By Jonathan Shorman
November 29, 2016
Gov. Sam Brownback said Tuesday he hasn’t been working with lawmakers as he develops his proposal to close a $350 million budget shortfall.
The governor also refused to say whether he will pursue securitization of tobacco settlement funds that pay for children’s programs as a way to snag a large, one-time cash infusion for the state.
“No, no. This is an internal budget development, and we’ll put it in front of the Legislature,” Brownback said when asked at a news conference whether lawmakers are involved in budget discussions.

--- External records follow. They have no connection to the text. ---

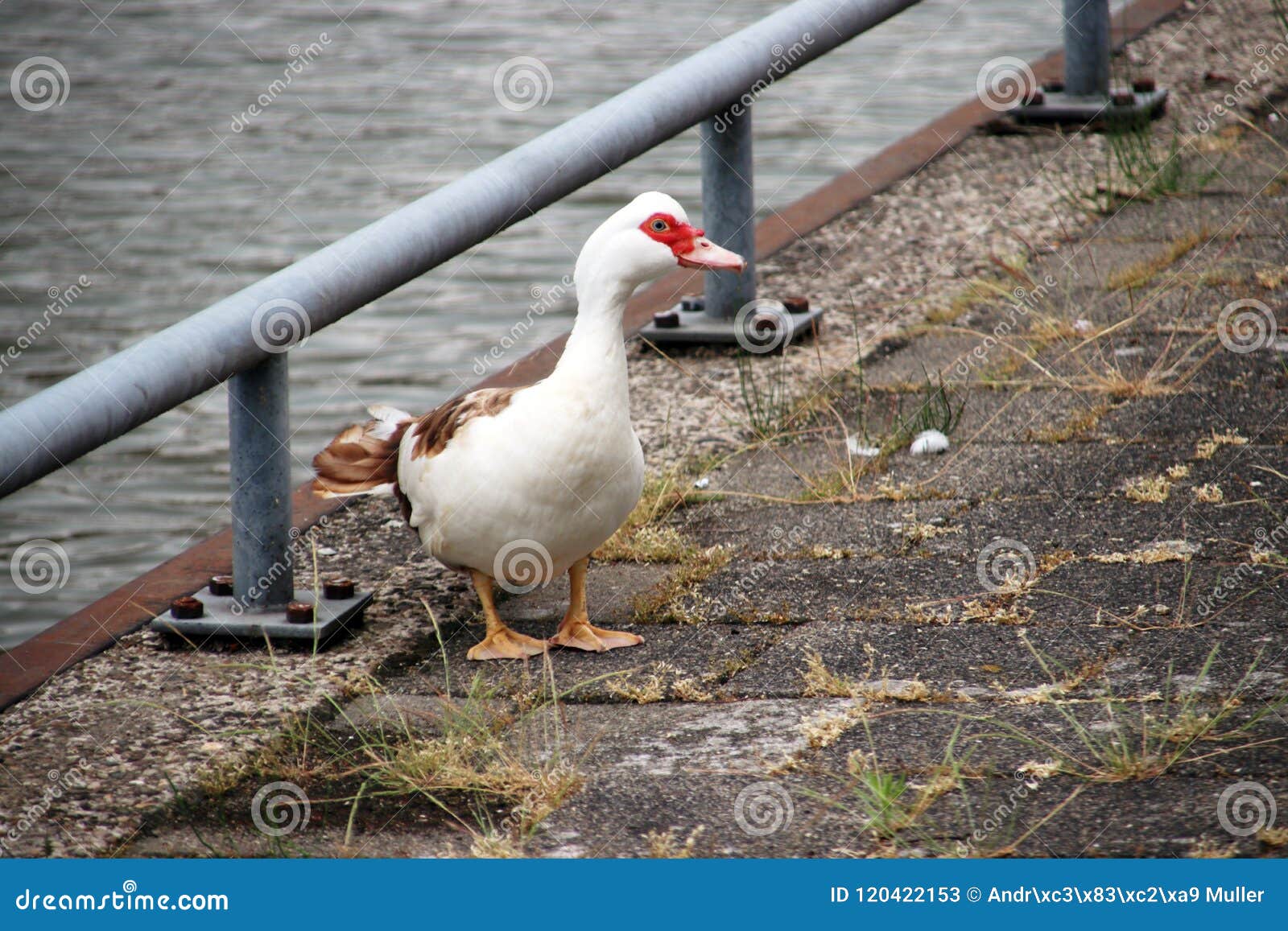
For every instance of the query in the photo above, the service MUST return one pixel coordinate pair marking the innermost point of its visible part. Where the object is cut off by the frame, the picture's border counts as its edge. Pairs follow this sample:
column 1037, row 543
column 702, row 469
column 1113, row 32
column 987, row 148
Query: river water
column 154, row 190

A revenue forecast released this month saddled the state with a massive budget shortfall that Brownback and the Legislature must confront. The administration has said the governor will wait until January to put forward a proposal and won’t make cuts before then.

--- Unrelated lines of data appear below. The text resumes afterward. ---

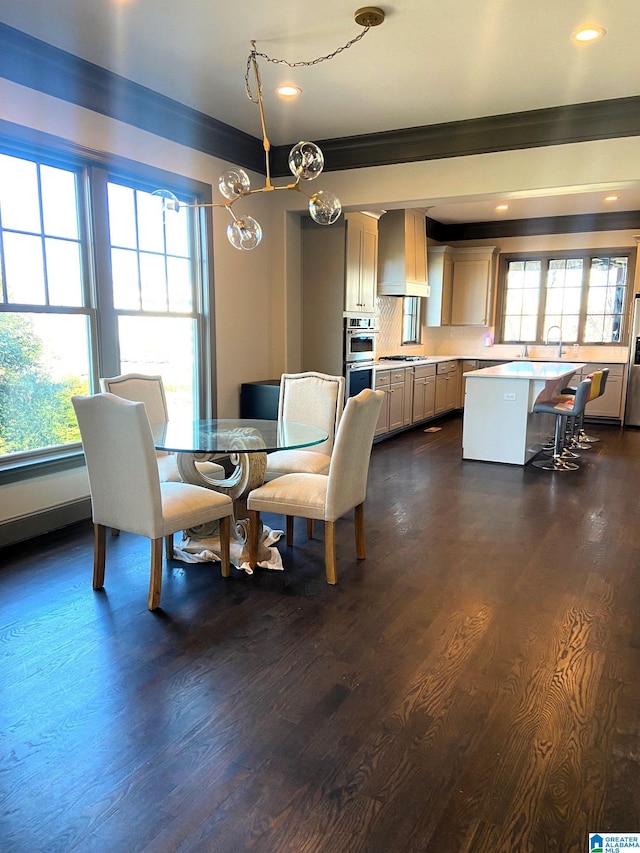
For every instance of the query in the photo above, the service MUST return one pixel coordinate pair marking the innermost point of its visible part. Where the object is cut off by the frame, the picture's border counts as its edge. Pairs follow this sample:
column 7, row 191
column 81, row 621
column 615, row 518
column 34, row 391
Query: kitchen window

His decision not to act marks a departure from previous administrations. Past governors in the modern era who faced budget shortfalls after the November revenue forecast have taken action before the Legislature convened.
“We haven’t ruled anything in or out,” Brownback said. “We just started putting things together.”
Yet the Brownback administration over the past week has, in fact, been ruling out ways to address the shortfall. Spokeswoman Melika Willoughby said last week that the budget proposal would make furloughs and layoffs of state workers unnecessary. She also said the plan would make “significant cuts” unnecessary.
Several hours after the news conference, Willoughby said that while Brownback is still in the decision-making process, the budget proposal won’t include layoffs, furloughs or major cuts. She said there are steps to building a balanced budget.
“It’s a genuine lack of leadership on his part,” said Senate Minority Leader Anthony Hensley, D-Topeka. “Not only legislators, but the people of Kansas, should be very concerned this governor is not leading at a time when our state is in desperate trouble financially, and it’s all on account of his failed tax policies that he’s led our state down a road of ruination.”
Brownback’s waiting has fueled speculation that the unpopular second-term governor hopes to secure a job in the administration of President-elect Donald Trump and would then resign. The governor brushed away a question about whether he has spoken with Trump or his transition team.
“I’ve said this a week or two ago — I’m making no comments about anything regarding the Trump administration,” Brownback said.
Some lawmakers, including Republicans, fear Brownback will attempt to securitize — essentially sell off — the state’s annual payments that come as part of its settlement with major tobacco companies. The state would receive a large amount of cash up front, perhaps as much as $400 million, but then receive far fewer settlement dollars in future.
Senate President Susan Wagle, R-Wichita, slammed the idea in a message to GOP senators last week.
“Trust me; there is talk of bullying the legislature into another one time fix,” Wagle wrote. “We could be asked to buy a bottle of rubber cement and patch-it with one time funds found under a mattress, or we could be pushed into a short sale of future receipts from the tobacco settlement to make ends meet.”
Annie McKay, CEO of Kansas Action for Children, predicts the administration will pursue securitization. In a statement Friday, she said no Kansas investment, including the Children’s Initiative Fund, had escaped the state’s self-inflicted budget crisis.
“It is unconscionable to intentionally create a crisis by waiting to address the budget shortfall that has grown larger as each month has passed,” McKay said. “The governor created this fiasco with a failed tax plan and he owes it to Kansans to be part of a solution that inflicts the least amount of harm.”
“Budgets can be made whole again once failed tax policy is fixed, but selling out little kids by permanently giving away the CIF can never be undone.”